Мама приехала за мной через два дня.
- Ты нас опозорила. - первое, что сказала она мне, едва переступила порог.
- Тогда зачем приехала? - спросила я в ответ, - Давайте, раз я позор семьи, я буду у бабушки жить. Она не считает, что я её позорю.
- Дети должны жить с родителями и слушаться маму и папу. - сказала мама каким-то заученным голосом, как на пластинке.
Дома у нас сидела Евстольевна. Такое впечатление, что она вообще никуда не уходила, пока я скиталась. Но самое интересное было не это, а родители. Они были словно связаны по рукам и ногам чем-то вроде толстой серой паутины. На ногах были путы, а верёвка на руках позволяла им шевелиться, но не особо. Что это, я не знала, но догадалась, что вижу верёвки только я, но не родители. Они, если и догадываются о чём-то, то вряд ли понимают, что происходит. И что видение моё как-то связано с происшествием в деревне. Несколько веревок тянулось от родителей к Евстольевне, словно от кукол марионеток к кукловоду. И я подумала, что это она опутала моих папу и маму.
- А, нашлась пропажа! - заголосила Евстольевна, едва мы вошли в прихожую, - Что ж ты, шаромыжница, родителей-то позоришь? Да кто ж тебя научил-то такому?
Её-то какое дело?!
- А ну, пошла вон отсюда! - неожиданно для всех, а больше для самой себя, заорала я, - И верёвки свои забери! Ещё раз сюда появишься - в порошок сотру!
Верёвки действительно лопнули. Но только те, которые тянулись от родителей к Евстольевне. Те, что были у них на руках и ногах так и остались. Евстольевна хотела что-то возразить, но посмотрела на меня и заткнулась, а потом вдруг как-то быстро, бочком, по-крабьи, прошмыгнула к двери и выскочила вон.

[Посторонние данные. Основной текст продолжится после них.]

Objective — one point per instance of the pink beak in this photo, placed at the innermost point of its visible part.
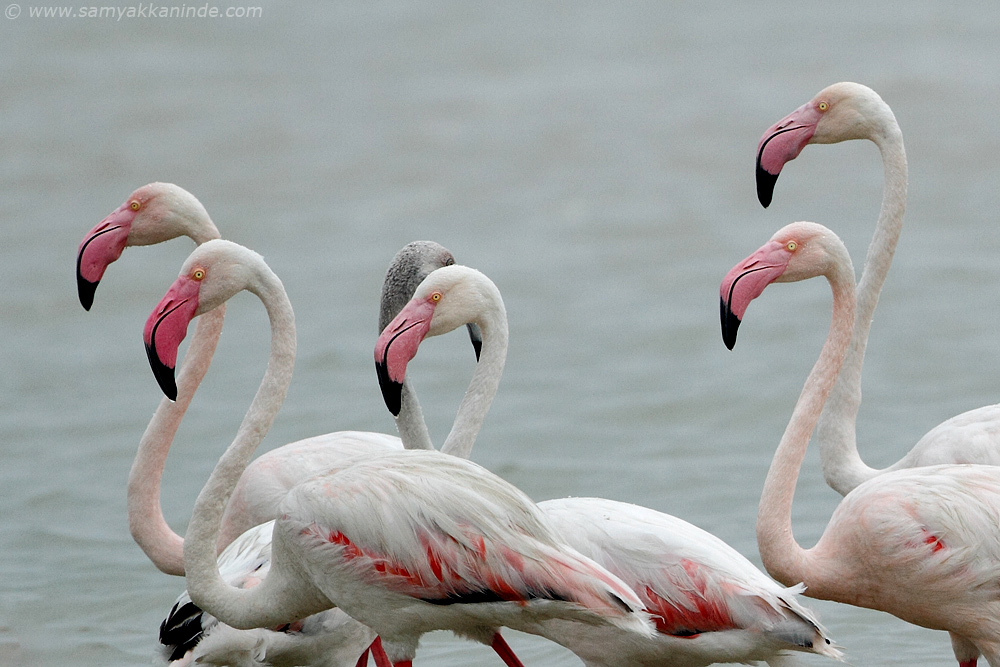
(396, 346)
(166, 328)
(781, 143)
(101, 246)
(745, 282)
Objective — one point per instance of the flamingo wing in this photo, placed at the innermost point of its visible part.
(690, 581)
(444, 530)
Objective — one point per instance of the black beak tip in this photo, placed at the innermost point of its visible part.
(392, 391)
(86, 290)
(730, 325)
(765, 185)
(164, 374)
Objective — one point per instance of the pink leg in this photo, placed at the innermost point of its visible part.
(505, 652)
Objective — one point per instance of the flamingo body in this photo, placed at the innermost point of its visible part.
(843, 112)
(156, 213)
(707, 602)
(324, 553)
(919, 543)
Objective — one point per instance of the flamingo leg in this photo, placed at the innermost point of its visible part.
(505, 652)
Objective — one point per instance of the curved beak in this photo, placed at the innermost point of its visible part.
(100, 247)
(745, 282)
(165, 329)
(781, 143)
(396, 346)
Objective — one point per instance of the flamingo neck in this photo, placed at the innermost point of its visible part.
(485, 381)
(149, 528)
(410, 421)
(276, 600)
(837, 432)
(781, 555)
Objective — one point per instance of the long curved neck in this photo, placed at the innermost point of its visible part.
(163, 546)
(483, 386)
(837, 434)
(276, 599)
(410, 421)
(782, 556)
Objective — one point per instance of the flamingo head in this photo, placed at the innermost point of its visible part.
(154, 213)
(212, 274)
(444, 301)
(837, 113)
(796, 252)
(414, 262)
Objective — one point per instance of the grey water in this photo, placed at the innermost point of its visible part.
(594, 159)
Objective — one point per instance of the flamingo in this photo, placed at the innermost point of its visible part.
(158, 212)
(405, 542)
(842, 112)
(919, 543)
(709, 603)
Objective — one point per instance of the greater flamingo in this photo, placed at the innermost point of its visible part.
(919, 543)
(405, 542)
(709, 603)
(331, 637)
(842, 112)
(158, 212)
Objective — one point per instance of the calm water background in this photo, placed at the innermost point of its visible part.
(595, 159)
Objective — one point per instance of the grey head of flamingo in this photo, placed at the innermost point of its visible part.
(448, 298)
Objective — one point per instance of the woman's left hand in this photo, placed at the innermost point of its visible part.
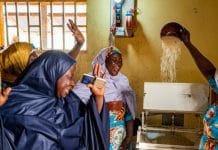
(96, 90)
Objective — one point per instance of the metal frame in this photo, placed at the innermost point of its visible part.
(39, 25)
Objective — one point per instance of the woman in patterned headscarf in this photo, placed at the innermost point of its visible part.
(119, 97)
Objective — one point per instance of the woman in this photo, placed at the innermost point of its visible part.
(210, 72)
(119, 97)
(42, 112)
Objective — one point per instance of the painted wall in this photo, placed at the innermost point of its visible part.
(141, 54)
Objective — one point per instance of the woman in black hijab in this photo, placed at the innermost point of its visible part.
(43, 113)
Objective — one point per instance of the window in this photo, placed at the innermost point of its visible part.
(44, 23)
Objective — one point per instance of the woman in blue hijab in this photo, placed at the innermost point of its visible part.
(42, 112)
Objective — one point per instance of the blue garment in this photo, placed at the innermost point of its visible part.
(34, 118)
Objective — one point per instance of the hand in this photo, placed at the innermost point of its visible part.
(76, 32)
(185, 36)
(98, 92)
(4, 95)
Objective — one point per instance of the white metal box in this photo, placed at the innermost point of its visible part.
(175, 97)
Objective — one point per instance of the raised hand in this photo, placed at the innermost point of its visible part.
(96, 90)
(185, 36)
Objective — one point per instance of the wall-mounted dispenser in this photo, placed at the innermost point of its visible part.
(122, 18)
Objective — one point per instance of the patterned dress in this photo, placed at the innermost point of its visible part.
(209, 140)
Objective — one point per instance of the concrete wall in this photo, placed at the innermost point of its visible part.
(141, 54)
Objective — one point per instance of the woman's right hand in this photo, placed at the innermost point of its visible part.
(4, 95)
(185, 36)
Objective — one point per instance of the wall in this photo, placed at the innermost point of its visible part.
(141, 54)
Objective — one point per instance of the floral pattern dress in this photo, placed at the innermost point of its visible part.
(209, 140)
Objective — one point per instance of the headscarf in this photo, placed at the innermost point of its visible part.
(14, 60)
(34, 118)
(117, 87)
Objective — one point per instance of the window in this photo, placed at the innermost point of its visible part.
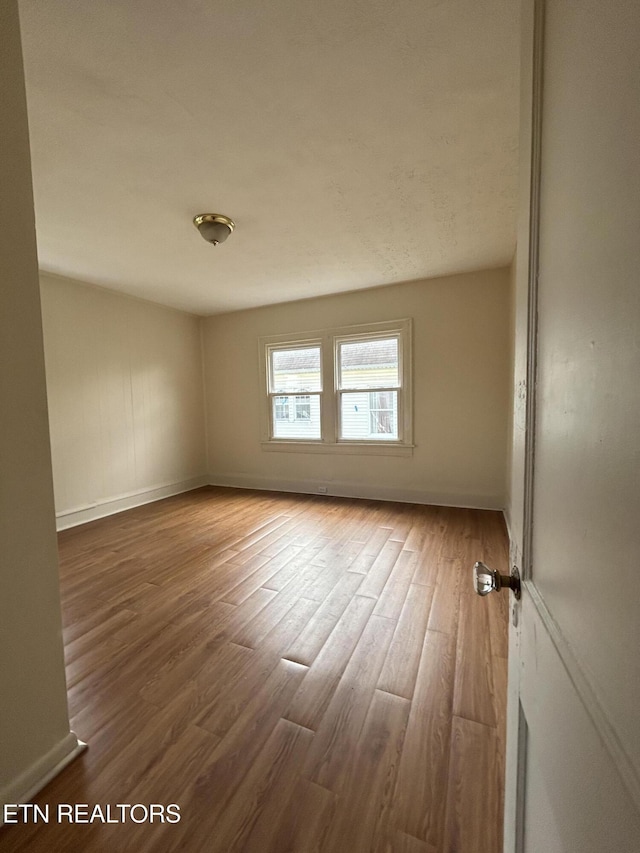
(295, 416)
(344, 390)
(362, 365)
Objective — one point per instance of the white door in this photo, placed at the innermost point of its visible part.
(573, 763)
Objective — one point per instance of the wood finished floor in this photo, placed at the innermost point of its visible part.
(297, 673)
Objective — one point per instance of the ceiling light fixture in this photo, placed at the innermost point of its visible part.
(214, 227)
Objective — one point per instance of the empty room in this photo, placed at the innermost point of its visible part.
(319, 462)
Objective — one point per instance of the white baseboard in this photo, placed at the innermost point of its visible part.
(346, 489)
(24, 788)
(109, 506)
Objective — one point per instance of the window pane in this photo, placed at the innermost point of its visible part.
(299, 418)
(369, 364)
(295, 370)
(369, 415)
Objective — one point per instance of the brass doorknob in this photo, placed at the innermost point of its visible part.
(486, 580)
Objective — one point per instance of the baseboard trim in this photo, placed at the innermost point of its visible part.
(42, 771)
(346, 489)
(110, 506)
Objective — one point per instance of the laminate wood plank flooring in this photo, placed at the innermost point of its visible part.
(299, 674)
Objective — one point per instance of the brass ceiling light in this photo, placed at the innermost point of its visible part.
(214, 227)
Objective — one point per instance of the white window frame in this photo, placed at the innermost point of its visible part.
(328, 340)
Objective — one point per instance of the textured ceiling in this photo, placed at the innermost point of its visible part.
(354, 142)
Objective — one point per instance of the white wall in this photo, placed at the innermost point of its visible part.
(124, 381)
(34, 725)
(461, 394)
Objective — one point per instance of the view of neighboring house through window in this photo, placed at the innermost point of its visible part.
(295, 369)
(363, 365)
(343, 390)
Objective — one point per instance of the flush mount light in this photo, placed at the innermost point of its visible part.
(214, 227)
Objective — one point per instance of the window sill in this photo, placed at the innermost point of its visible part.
(352, 448)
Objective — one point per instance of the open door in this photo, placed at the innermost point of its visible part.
(573, 752)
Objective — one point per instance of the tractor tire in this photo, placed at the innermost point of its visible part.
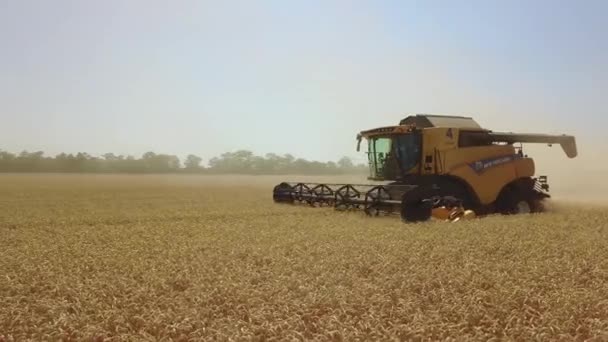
(414, 208)
(415, 212)
(517, 201)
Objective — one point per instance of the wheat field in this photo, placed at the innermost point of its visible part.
(159, 258)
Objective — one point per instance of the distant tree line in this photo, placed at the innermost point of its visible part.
(239, 162)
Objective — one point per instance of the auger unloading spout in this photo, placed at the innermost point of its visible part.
(438, 166)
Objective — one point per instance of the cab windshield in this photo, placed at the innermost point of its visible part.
(390, 156)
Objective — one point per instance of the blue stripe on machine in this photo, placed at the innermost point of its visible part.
(482, 165)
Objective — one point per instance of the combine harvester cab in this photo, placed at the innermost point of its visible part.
(447, 167)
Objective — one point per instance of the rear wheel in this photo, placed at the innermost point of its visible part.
(519, 198)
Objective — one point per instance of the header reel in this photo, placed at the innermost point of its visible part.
(373, 200)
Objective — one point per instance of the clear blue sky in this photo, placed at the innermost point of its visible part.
(304, 77)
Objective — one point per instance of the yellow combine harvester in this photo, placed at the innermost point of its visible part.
(447, 167)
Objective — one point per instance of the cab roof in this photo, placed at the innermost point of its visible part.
(422, 121)
(433, 120)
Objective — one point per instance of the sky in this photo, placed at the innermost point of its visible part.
(299, 77)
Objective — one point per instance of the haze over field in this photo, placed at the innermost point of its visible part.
(207, 77)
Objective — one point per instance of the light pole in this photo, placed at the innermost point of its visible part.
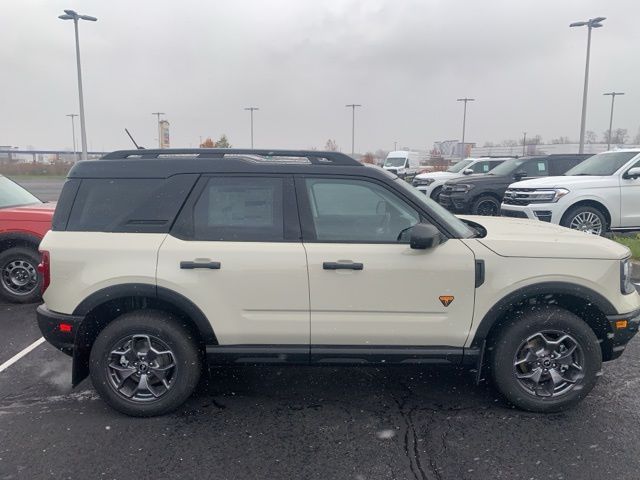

Папино лицо перекосила гримаса, очки съехали к кончику носа, волосы надо лбом встали дыбом, что означало страшный гнев. Он вознамерился наградить меня затрещиной в честь приезда. И уже занёс карающую длань над моей бедовой головушкой. Я посмотрела ему в глаза. И папа, издав какой-то непонятный горловой звук, вдруг застыл в нелепой позе с поднятой рукой. Буквально окаменел, как в сказке. В этой нелепой позе отец простоял до вечера. Мама сначала испугалась, потом рассердилась, потом хотела вызвать «скорую», но я сказала, что лучше не надо. И до вечера, мама тихо рыдала в их с папой спальне. Брат смотрел на меня с суеверным ужасом. А я прошла в комнату и демонстративно включила телевизор.
********
Октябрьский вечер тихо линял в глухую темень. Ветер срывал с ветвей последние намокшие жёлтые листья вывешенные к 7 ноября флаги и отсыревшие лозунги. На плакате перед Горсоветом мускулистый мужчина с правильным лицом и аккуратно зачёсанными назад волосами придерживал рукой исполинских размеров фолиант, на котором было написано «Материалы XXVI съезда КПСС». Фолиант был ему по пояс. Ниже было написано: «Решения съезда - выполним!». Лицо рабочего выражало мужественную решимость немедленно выполнять. Дождь тихо барабанил по плакату. Улица была совершенно пуста в этот хмурый час. Все нормальные люди давно были дома. И никто не видел, как черты лица и вся фигура рабочего на плакате вдруг обрели объёмность, а потом и сам он тихо вышел из своего плаката, отодвинув фолиант в сторону. Отделившись от стены человек быстро зашагал в осенние сумерки и скоро слился с ними.